Amed Kent Koruma ve Dayanışma Platformu, düzenlediği basın toplantısında Diyarbakır ve Mardin arasında çıkan yangına ilişkin hazırladığı raporu açıkladı.
Platform bileşenleri Diyarbakır Baras Tahir Elçi Konferansa Salonu’nda düzenlenen basın toplantısında Diyarbakır Çınar, Mardin Mazıdağı arasındaki bölgede çıkan yangına ilişkin hazırladığı raporu açıkladı.
Toplantıda ilk söz alan Platform Eşsözcüsü Amed Baro Başkanı Nahit Eren yangının elektrik kaynaklı çıktığının tespit edildiğini hatırlatarak şunları söyledi:
“Teknik mesele olduğundan geniş rapor bekleniyor. Devletin pozitif yükümlülükleri var. Gerek önlem ve tedbirler gerek müdahale konusunda etkin bir soruşturma yürütülerek faillerin ortaya çıkarılmasıdır. Neticede 15 insan ölmüş onlarca insanımız yaralanmıştır. Söz konusu kamu tarafından hizmetleri yerine getirirken eksik denetimlerden bu hususların ortaya çıktığını biliyoruz.”
Hazırlanan raporu SES Eşbaşkanı Yıldız Ok Orak okudu. Raporda şu ifadeler yer aldı:
“Yangının yaklaşık 55 bin dekar alanı etkilediği, bunun yaklaşık 20 bin dekardan fazlasının ekili tarım alanı olduğu, yangında 1’i çocuk olmak üzere 15 insanın yaşamını yitirdiği, çok sayıda yaralının bulunduğu, yangında yaşamını yitiren yurttaşların köy sakini oldukları, bir kısmının yangından doğrudan etkilendiği, diğerlerinin ise yangına müdahale etmek isterken yaşamlarını yitirdiği, 302 keçi, 622 koyunun can verdiği ve 100’ün üzerinde hayvanın tedavisi devam ediyor. Bu veriler, yangının ekolojik ve ekonomik yıkımının boyutunun büyük olduğunu ve yangın alanındaki insan dışı varlıklar için bir yok oluş anlamına geldiğini göstermektedir.”
Yangının çıkış nedeni elektrik teller telleri olduğu belirtilen raporda yangına ilişkin tespitler şöyle sıralandı:
“* Yangının çıktığı yerin ekili alan olduğu tespit edilmiştir.
* İletim hatlarında birçok noktada eklerin ve liflenmelerin olduğu tespit edilmiştir.

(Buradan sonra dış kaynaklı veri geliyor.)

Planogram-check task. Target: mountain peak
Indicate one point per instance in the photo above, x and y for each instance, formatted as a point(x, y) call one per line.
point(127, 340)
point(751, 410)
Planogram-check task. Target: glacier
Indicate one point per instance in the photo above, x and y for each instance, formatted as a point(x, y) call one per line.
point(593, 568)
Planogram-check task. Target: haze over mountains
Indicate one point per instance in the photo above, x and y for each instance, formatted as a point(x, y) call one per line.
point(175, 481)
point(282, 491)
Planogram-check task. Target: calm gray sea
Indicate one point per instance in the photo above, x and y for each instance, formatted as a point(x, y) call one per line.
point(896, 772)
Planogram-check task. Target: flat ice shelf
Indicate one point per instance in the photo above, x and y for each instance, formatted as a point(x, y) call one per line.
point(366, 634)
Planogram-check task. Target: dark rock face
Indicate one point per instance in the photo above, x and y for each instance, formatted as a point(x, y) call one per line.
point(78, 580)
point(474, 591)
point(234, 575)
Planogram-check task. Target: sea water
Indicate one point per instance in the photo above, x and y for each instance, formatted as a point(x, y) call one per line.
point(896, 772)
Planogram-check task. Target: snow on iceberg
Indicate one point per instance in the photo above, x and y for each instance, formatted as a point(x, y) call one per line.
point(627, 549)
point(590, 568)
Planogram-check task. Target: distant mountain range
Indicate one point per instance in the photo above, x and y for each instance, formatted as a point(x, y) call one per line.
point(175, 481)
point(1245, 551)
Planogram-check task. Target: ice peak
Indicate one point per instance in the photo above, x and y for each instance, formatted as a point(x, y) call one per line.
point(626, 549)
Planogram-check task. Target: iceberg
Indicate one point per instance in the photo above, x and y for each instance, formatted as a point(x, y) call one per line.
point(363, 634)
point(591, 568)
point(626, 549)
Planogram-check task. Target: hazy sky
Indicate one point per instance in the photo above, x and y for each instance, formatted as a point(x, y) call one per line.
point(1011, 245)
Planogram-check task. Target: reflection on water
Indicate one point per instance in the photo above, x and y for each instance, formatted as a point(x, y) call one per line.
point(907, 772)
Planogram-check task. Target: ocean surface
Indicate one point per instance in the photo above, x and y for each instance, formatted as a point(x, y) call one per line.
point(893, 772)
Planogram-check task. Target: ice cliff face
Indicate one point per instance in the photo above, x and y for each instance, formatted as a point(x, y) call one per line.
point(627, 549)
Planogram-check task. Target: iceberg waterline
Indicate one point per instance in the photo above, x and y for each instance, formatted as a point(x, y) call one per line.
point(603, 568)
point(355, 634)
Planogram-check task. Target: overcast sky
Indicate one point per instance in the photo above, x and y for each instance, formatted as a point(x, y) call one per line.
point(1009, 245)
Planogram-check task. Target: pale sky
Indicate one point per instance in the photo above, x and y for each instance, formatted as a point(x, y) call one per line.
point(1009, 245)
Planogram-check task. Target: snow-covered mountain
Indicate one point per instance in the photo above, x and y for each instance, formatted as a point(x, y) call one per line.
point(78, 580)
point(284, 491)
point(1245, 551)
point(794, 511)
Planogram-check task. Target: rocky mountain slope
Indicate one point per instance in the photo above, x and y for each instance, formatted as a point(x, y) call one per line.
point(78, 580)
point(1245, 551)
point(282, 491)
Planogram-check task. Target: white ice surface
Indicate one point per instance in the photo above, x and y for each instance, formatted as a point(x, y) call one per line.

* Direkteki OG sigortalarının yerinde olmadığı, bunun yerine iletkenlerle bypass edildiği ve bu bağlantıların gevşeklikten dolayı arka sebebiyet verebileceği, birçok direkte kırık izolatörlerin olduğu bu durumun atlamalara sebebiyet verebileceği, OG hatlarda ekili tarım alanlarında ağaç direkleri mevcudiyeti görüldü. Bu ağaç direklerin kullanılması uygun görülmediği, hatların geçtiği güzergâhlarda direklerin etrafında yangına karşı bir önlem alınmadığı gözlemlenmiştir.
* Direk diplerinde süs betonu olmadığı, otların direk dibinde biçilmediği tespiti yapılmıştır. OG (orta gerilim) hatlarının dibindeki ağaçların atlamaya sebebiyet verebileceği gözlemlenmiştir.
* İzolatörlerdeki gevşek ve sıkı bağların tekniğine uygun yapılmadığı gözlemlenmiştir. Şebekelerin bakım onarımı yapılmadığı teknik işletme sorumluluğu hizmetlerden yararlanılmadığı gözlemlenmiştir.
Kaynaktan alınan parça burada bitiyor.